Marc St-Hilaire

Faisons comme les poissons

ÉDITORIAL / Depuis l’émergence du coronavirus et de la maladie COVID-19, nous assistons à un spectacle déroutant où s’amalgament la panique et l’insouciance, les craintes et le cynisme, la peur et la désinvolture. Une tempête de commentaires s’est abattue sur les réseaux sociaux, comme autant de théories absurdes venues de nulle part et teintées d’incrédulité. Comme si tout le monde était devenu microbiologiste du jour au lendemain. C’est pourtant lors d’un épisode comme celui-ci que la cohérence et l’unité de corps prennent tout leur sens et que nous devons éviter à tout prix la désorganisation.

Jeudi, peu avant le coup de midi, le premier ministre François Legault a demandé l’annulation de tous les événements regroupant plus de 250 personnes au Québec. Il est rarissime qu’un gouvernement décrète ainsi une interruption dans les activités courantes de notre société. Or, lorsque la nouvelle est tombée, combien ont cessé de parler — ou d’écrire — et ont réfléchi quelques instants quant à leur responsabilité individuelle ?

Personne ne doit banaliser ce qui se passe en ce moment. Personne. Quand un chef d’État, par la voie officielle, invite non seulement à l’annulation de tout rassemblement d’importance, mais demande également à tous les Québécois qui rentrent de voyage de s’isoler pendant 14 jours, peu importe le pays qu’ils ont visité, on se tait et on obtempère. La consigne est d’ailleurs obligatoire pour tous les employés de l’État et ceux des grands réseaux de services. C’est raide un peu, dit comme ça, mais l’heure n’est plus aux commentaires idiots sur Facebook. Soyons responsables, individuellement et collectivement !

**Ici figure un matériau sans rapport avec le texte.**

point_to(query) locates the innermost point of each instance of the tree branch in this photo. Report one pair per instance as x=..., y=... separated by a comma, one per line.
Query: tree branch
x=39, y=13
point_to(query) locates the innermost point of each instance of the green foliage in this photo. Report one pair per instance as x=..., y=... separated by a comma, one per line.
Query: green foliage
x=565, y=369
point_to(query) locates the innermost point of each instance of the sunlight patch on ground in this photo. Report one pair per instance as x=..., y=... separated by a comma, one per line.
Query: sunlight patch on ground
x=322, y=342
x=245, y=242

La seule façon d’avoir le dernier mot devant une telle pandémie est de passer en mode colonie, c’est-à-dire se regrouper tel un banc de poissons qui puise sa force dans sa capacité à nager ensemble. En rejetant les mesures proposées par le gouvernement pour des motifs individualistes, les récalcitrants nuiront à l’effort collectif pour enrayer la montée du virus. N’hésitez pas à leur dire, ce sont eux qui sont dans l’erreur.

Parce que, sachez-le, beaucoup de choses vont changer dans notre quotidien.

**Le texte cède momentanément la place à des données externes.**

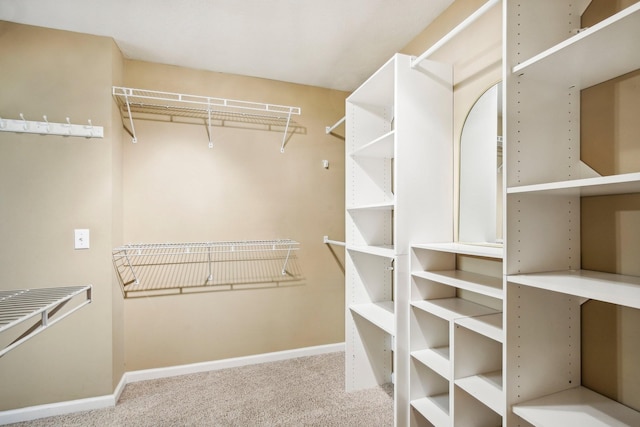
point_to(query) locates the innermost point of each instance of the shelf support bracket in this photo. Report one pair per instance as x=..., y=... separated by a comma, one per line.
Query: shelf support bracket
x=286, y=129
x=133, y=129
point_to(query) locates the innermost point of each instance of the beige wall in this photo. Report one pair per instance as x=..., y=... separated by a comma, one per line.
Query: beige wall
x=177, y=189
x=50, y=185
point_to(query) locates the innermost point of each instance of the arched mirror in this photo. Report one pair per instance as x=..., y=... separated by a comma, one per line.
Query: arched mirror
x=480, y=207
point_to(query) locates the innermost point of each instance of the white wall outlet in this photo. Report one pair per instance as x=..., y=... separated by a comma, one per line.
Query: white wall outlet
x=81, y=238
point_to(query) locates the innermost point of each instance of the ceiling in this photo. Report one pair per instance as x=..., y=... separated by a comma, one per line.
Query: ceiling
x=333, y=44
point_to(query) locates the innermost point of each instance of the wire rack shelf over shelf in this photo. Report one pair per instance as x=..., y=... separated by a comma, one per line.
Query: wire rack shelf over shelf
x=148, y=103
x=166, y=268
x=44, y=304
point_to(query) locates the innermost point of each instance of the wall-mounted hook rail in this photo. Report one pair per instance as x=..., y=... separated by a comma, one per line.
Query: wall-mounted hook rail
x=46, y=127
x=147, y=103
x=330, y=129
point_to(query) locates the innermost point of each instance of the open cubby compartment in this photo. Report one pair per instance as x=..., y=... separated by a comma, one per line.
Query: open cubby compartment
x=371, y=292
x=468, y=411
x=429, y=397
x=371, y=350
x=543, y=358
x=439, y=269
x=478, y=362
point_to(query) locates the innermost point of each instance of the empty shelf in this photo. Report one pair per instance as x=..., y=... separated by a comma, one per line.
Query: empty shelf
x=485, y=285
x=487, y=388
x=434, y=408
x=18, y=306
x=577, y=406
x=380, y=314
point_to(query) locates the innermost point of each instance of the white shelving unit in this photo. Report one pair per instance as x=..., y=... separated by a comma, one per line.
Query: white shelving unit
x=398, y=130
x=545, y=187
x=456, y=341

Jeudi, peu avant le coup de midi, c’est une bombe qui a frappé le Québec et son écho résonnera encore plusieurs semaines, voire des mois.

Rarement a-t-on vu, ici au Québec, un tel chapelet de mises en garde à l’approche d’une maladie. À quel point sera-t-elle répandue ; à quel point sera-t-elle létale ? Nul n’est en mesure de répondre à ces questions. Par contre, il y a une variable immuable dans l’équation : prendre tous les moyens nécessaires pour freiner une éventuelle propagation, en attendant que la science développe des antiviraux et comprenne mieux la COVID-19.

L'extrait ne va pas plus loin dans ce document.